Las apelaciones siempre son difíciles de ganar, y en este caso en particular, Harvick cree que NASCAR ha establecido un límite debido a las lesiones y situaciones similares que han ocurrido recientemente.
La necesidad de una regulación más estricta
Harvick cree que con la mayor agresividad que hemos visto de los conductores debido a los vehículos Next Gen, es necesario establecer una regulación para desalentar el simple hecho de chocar por detrás al oponente para ganar posición.

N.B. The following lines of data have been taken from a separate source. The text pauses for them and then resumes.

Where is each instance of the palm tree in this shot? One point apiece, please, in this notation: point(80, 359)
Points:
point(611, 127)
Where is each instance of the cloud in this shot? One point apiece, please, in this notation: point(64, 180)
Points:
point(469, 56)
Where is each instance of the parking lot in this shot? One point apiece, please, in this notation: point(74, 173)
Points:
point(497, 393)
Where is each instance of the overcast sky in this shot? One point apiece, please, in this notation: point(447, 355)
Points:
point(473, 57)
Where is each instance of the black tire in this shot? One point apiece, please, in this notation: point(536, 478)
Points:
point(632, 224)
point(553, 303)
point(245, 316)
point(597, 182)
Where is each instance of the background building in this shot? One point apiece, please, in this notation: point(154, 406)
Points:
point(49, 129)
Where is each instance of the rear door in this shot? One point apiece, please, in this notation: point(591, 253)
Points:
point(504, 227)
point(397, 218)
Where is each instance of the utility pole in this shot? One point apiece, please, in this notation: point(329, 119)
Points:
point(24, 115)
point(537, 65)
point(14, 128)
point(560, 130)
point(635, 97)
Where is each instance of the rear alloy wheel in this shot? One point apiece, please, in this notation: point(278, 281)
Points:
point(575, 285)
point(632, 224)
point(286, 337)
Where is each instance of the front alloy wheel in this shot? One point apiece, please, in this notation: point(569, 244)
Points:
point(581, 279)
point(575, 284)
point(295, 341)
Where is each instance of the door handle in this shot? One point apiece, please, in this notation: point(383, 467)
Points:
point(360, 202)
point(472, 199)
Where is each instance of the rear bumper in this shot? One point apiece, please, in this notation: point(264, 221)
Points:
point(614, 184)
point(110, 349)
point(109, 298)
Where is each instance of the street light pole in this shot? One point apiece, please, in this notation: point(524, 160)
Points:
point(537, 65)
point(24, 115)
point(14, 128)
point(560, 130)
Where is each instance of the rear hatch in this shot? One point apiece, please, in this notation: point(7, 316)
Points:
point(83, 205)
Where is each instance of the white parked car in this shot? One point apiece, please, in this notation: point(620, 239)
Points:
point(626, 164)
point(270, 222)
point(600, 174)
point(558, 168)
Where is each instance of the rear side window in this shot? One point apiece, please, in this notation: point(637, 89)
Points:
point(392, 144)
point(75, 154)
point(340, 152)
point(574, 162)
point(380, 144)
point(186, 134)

El ex campeón agregó: “Puedes ser más agresivo con este auto. Puedes golpear más fuerte a otros conductores, pero creo que es necesario añadir una regulación más estricta sobre el manejo agresivo en el libro de reglas de NASCAR, o de lo contrario, esto continuará. Hemos visto cómo se ha vuelto un desastre en algunas carreras, como en The Clash y en las carreras en circuitos, debido a los reinicios y empujones. Necesitamos una regulación más rápida y eficiente con la tecnología actual”.
El impacto de la situación de Austin Dillon
Solo el tiempo dirá cómo la situación de Austin Dillon cambiará el curso de NASCAR en el futuro, pero Kevin Harvick cree que tendrá un efecto profundo, ya que considera que el límite de la conducción agresiva ha sido alcanzado.